Breaking the Stress Addiction
It is estimated that the average person has over 6,000 thoughts per day.This fact might help explain why we often feel like there is constant chatter going on in our minds. Unfortunately, most of us fall into negative thinking “habits” and a high percentage of our thoughts become unproductive and even addictive. These thoughts run over and over in our minds like a broken record. Since our thoughts affect how we feel, these negative thinking patterns result in feelings of stress, exhaustion, anxiety, depression and hopelessness. Whether your stress is related to work, relationships, finances, or something else, these seven habits when practiced consistently can break your stress addiction once and for all:
Step 1: Observe Your Mind
We all tend to believe our thoughts without any awareness that they are just thoughts. The voice in your head runs all day long.

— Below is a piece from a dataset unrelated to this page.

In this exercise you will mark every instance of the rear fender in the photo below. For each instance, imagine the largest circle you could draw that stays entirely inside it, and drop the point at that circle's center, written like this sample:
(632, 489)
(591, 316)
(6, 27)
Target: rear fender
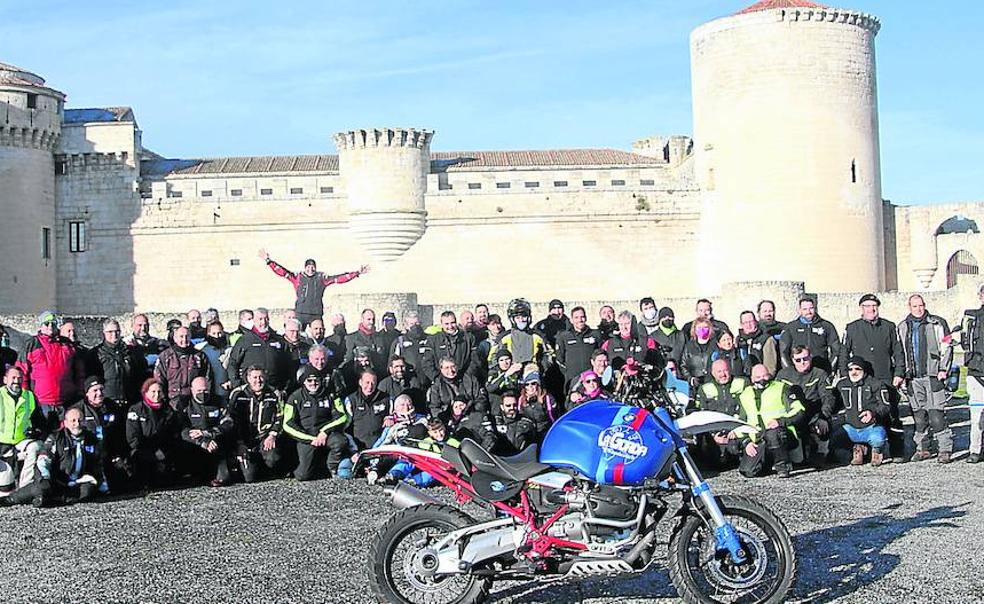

It says nasty things to put you down, judges, criticizes and blames. It contradicts itself all the time and is often just plain annoying. Yet we ride the wave of our thinking, blindly believing whatever the little voice says and then we wonder why we feel stressed. Start paying attention to the repetitive voice in your head and to the messages it is giving you.
Step 2: Question Yourself
Thinking is an automatic process, like breathing and digestion.You cannot control whether or not you think, but you can learn to choose your thoughts. The price of personal freedom is responsibility over each and every one of your thoughts. So instead of getting hooked into the drama of your own mind, start questioning yourself. For every thought, ask:
Is this thought serving me well?
How would I feel if I didn’t believe this thought?

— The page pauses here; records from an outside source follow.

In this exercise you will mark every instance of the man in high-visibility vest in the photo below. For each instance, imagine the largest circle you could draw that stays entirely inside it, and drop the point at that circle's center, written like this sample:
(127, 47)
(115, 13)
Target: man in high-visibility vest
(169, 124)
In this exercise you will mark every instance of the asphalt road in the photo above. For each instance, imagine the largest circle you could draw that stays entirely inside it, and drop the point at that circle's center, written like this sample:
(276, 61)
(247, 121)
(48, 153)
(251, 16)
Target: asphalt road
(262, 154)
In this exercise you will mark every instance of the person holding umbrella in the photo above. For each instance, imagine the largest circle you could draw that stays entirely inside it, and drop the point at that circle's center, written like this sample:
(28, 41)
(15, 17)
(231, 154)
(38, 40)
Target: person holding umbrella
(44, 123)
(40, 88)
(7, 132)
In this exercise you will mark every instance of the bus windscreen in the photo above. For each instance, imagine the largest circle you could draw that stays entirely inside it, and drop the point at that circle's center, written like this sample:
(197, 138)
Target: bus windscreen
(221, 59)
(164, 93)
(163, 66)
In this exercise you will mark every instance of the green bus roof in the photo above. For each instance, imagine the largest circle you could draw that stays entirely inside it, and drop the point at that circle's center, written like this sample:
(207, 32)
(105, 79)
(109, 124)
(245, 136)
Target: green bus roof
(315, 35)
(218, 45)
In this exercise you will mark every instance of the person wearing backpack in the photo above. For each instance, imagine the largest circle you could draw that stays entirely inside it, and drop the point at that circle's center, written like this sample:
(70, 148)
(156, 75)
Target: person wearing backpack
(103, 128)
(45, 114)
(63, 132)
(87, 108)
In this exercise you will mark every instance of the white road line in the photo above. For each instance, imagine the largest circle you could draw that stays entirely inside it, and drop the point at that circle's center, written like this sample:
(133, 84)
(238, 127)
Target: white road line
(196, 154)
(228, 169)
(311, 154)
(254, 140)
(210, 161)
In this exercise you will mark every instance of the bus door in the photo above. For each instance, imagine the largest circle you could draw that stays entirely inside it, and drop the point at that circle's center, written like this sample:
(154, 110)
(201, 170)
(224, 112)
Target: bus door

Would I say this to my best friend?
Step 3: Tame Your Mind
Your mind is like a wild horse, and it is time to tame it. Start observing your mind, watching its patterns, and gently start making friends with it. With firmness and patience, your mind will be tamed. Let’s just say that if you don’t commit to this, you will continue to be dragged around like a ragdoll hanging on by a rope behind your wild horse, taking all of the bumps and bruises. Ask yourself, “What is it going to take for you to commit to no longer indulging in mental conversations that are dragging you around?”
Step 4: Face Your Fears
When you notice a stressful or fearful thought, turn your attention inward and take a good hard look at what is happening in your mind and in your body.It is instinctual to try to escape from fear or to fight against it; however, when it comes to mental and emotional fears, the way to overcome them is actually counter-intuitive — we must go into the fear and deconstruct it. Fear can be relentless, so instead of trying to ignore it, stop what you’re doing and pay attention. Set a timer for five minutes and sit quietly. Observe your fear, patiently watch where is goes and what it does, and ask what it wants. Feel it, hear it, and then interrupt it.

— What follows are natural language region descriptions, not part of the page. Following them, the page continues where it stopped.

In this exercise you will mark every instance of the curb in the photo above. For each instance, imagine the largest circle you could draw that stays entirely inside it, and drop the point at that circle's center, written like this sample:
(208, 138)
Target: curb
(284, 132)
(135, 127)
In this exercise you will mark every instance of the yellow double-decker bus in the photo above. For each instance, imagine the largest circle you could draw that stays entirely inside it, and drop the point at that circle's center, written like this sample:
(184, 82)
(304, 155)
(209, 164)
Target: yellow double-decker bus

Step 5: Interrupt the Fear Cycle
When you realize you are experiencing an unfounded fear simulation (hint: most are), re-direct your fear-based thoughts to something more positive and productive. The earlier you re-direct your thoughts, the better, because momentum builds very quickly – one fearful thought lead to another, which leads to another and in little more than one minute your whole nervous system is in fight-or-flight mode. So when you first notice a fearful or stress inducing thought, ask yourself, “Do I want to get stressed right now?”
Step 6: Get a Reality Check
Our minds play so many tricks on us. Most of what we experience is not real and is not actually happening, other than in our minds. When you experience feelings of stress, give yourself a reality check by asking yourself a few questions:
Is this a real threat?
Is there truly a problem, or am I creating my own stress?
Is this even my problem or am I taking on someone else’s problem?